Lebensmittel kaufte man an der nächsten Ecke. Im [intern]„Tante-Emma-Laden“ wurde der tägliche Bedarf gedeckt. Laut Branchenteil des „Heimat-Adressbuchs“ kümmerten sich 1960 in Monheim 21 Geschäfte, in Hitdorf 17 und in Baumberg acht um die Kunden, die individuell bedient wurden. Supermarktketten kamen erst gegen Ende des Jahrzehnts in die junge Stadt und verdrängten nach und nach die kleinen Familienbetriebe.

Kultur, Brauchtum und Freizeit

Eine besondere Attraktion war bis 1962 die [intern]Freilichtbühne an der Kapellenstraße. 1951 hatte die Stadt damit begonnen, in den Sommermonaten Theateraufführungen und Konzerte unter freiem Himmel zu veranstalten. Besonders die Gastspiele mit dem Kölner Millowitsch-Theater waren ein Erfolg. Andere Darbietungen hingegen versanken im Regen oder fanden nur eine Handvoll Zuschauer. Das aufkommende Fernsehen fesselte immer mehr Menschen an die eigenen vier Wände. 1960 standen unter anderem „Krach um Jolanthe“ und „Der Lügner“ auf dem Spielplan der Freilichtbühne.

Inwieweit die [intern]Karnevalisten aus der Verleihung der Stadtrechte Funken schlugen, geht aus den Unterlagen im Stadtarchiv leider nicht hervor. Fest steht allerdings, dass Verwaltungschef Hugo Goebel an den Tollen Tagen nichts zu sagen hatte.
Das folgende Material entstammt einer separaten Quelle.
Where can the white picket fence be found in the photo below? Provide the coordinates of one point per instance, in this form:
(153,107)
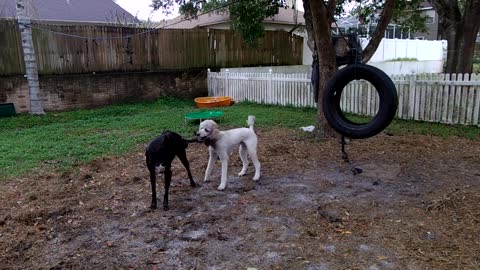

Er musste den Rathausschlüssel an den närrischen Regenten abgeben. 1959 und 1960 war dies Helmut I. (Wynen). Einen solchen Doppelprinzen hat es in der Monheimer Karnevalsgeschichte seitdem nur noch einmal gegeben: 1990 und 1991 amtierte „Orkanprinz“ Hubert IV. (Rings).

Außer der Großen Monheimer Karnevalsgesellschaft (Gromoka, Vorsitzender: Richard Schmitz) und den Altstadtfunken (Josef Vollbach) sorgten 1960 auch die Neustadtfunken (Josefine Bützer) und der Karnevalsverein Baumberg (Peter Boes) für jecke Stimmung. In Hitdorf gab es das „Löstige Dutzend“ (Franz Junkersdorf).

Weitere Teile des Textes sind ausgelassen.